The two players couldn’t help but laugh about their miscommunication — a symptom of the team’s process of mixing daily starters with raw players for meaningful minutes. Just over a minute later, the Pelicans' deficit grew from 13 to 19.

"He has no idea what we're doing, just to be brutally honest," Gentry said about Wood. "But he has the talent where he can create things and do things."

In total, the Pelicans committed 24 turnovers resulting in 26 points for the Hawks, who also made 19 3-pointers to the New Orleans’ 12.

Still off those same youthful players’ grit — most notably Wood, who finished with career-highs in points (23), rebounds (nine), blocks (six) and minutes (32) — the Pelicans fought their way back from as many as 21 points down to pull within eight off Wood’s free throw with 3:14 remaining and six with Darius Miller’s pair of free throws with under 40 seconds to go.

But the Pelicans' early inconsistency did them in. They gave up 42 points in the first quarter and trailed 70-57 at the break.

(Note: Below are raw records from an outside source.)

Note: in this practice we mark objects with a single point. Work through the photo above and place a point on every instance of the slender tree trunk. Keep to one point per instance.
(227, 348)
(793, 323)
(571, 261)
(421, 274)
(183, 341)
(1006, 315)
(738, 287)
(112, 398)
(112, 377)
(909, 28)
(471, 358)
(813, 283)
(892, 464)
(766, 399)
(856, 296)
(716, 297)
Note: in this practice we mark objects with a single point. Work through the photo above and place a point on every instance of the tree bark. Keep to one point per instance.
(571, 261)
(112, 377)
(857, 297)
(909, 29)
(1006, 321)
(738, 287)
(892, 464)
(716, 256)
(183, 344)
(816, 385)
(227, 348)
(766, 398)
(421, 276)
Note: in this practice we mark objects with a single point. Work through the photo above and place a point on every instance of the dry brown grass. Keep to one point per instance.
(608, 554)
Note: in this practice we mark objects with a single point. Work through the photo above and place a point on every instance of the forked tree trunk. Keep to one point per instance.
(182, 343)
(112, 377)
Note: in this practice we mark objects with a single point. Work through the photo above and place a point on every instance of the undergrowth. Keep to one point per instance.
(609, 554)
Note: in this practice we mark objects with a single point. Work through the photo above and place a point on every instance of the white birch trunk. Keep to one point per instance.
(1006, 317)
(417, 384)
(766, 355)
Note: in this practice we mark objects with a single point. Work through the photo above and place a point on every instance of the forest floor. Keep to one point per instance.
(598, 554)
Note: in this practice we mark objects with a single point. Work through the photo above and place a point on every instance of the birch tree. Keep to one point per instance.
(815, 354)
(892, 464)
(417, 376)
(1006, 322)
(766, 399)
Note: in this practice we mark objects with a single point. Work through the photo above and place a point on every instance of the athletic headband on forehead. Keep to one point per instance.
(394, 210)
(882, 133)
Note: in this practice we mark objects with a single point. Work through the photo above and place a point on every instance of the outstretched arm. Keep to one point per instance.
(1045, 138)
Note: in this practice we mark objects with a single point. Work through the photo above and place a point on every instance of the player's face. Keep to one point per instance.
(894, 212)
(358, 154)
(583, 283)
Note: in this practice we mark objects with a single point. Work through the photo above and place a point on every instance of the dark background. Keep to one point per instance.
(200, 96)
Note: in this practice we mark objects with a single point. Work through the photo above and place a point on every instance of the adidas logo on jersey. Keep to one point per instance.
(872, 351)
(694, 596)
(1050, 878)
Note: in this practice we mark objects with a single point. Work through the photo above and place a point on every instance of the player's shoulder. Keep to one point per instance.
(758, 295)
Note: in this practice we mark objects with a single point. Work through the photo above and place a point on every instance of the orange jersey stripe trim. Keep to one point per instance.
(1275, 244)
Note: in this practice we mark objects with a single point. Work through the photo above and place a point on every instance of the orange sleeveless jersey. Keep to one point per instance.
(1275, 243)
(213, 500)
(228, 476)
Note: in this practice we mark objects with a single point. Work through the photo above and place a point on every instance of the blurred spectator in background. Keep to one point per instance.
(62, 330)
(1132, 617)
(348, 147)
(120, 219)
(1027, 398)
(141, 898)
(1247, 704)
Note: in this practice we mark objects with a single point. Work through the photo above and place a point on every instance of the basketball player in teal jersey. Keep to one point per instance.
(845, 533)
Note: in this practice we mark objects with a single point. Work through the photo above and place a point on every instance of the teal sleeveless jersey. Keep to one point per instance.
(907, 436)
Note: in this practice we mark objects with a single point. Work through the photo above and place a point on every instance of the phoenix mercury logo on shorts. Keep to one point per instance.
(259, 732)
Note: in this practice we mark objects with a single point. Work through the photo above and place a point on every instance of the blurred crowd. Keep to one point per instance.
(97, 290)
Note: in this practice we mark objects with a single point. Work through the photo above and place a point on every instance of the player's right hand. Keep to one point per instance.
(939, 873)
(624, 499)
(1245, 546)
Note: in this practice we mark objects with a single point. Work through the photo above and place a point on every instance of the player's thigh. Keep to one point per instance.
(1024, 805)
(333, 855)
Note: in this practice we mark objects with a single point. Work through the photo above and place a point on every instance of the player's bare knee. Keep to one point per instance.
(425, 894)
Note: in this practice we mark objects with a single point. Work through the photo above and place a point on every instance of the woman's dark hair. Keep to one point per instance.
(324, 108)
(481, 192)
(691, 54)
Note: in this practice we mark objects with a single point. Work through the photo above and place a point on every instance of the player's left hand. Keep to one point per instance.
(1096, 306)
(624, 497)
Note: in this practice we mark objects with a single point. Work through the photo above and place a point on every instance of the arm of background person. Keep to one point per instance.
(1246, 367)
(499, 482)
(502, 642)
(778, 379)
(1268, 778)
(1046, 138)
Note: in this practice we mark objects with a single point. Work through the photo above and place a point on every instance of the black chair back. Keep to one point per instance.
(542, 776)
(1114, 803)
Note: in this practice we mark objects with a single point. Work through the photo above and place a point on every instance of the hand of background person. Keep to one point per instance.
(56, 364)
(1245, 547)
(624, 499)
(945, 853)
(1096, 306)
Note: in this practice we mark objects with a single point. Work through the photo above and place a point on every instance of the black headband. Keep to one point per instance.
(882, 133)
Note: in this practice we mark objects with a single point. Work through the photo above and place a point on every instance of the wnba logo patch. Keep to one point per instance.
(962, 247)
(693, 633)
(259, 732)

Julius Randle led the Pelicans with 24 points to go with nine rebounds, and Frank Jackson added 20 points as he neared his career-high of 25 before exiting the game in the third quarter with a concussion. His loss in the coming days, as he goes through the concussion protocol, will likely only amplify the Pelicans' lack of experience in the lineup.

But as long as Gentry continues to see his team fight and display effort late in fourth quarters, he'll be satisfied, all things considered.

"I think that fact that we fought back and got back in the thing," he said. "We could have called it a night tonight, but we didn't do that. We've got some real pros on our team, and they're going to continue to play."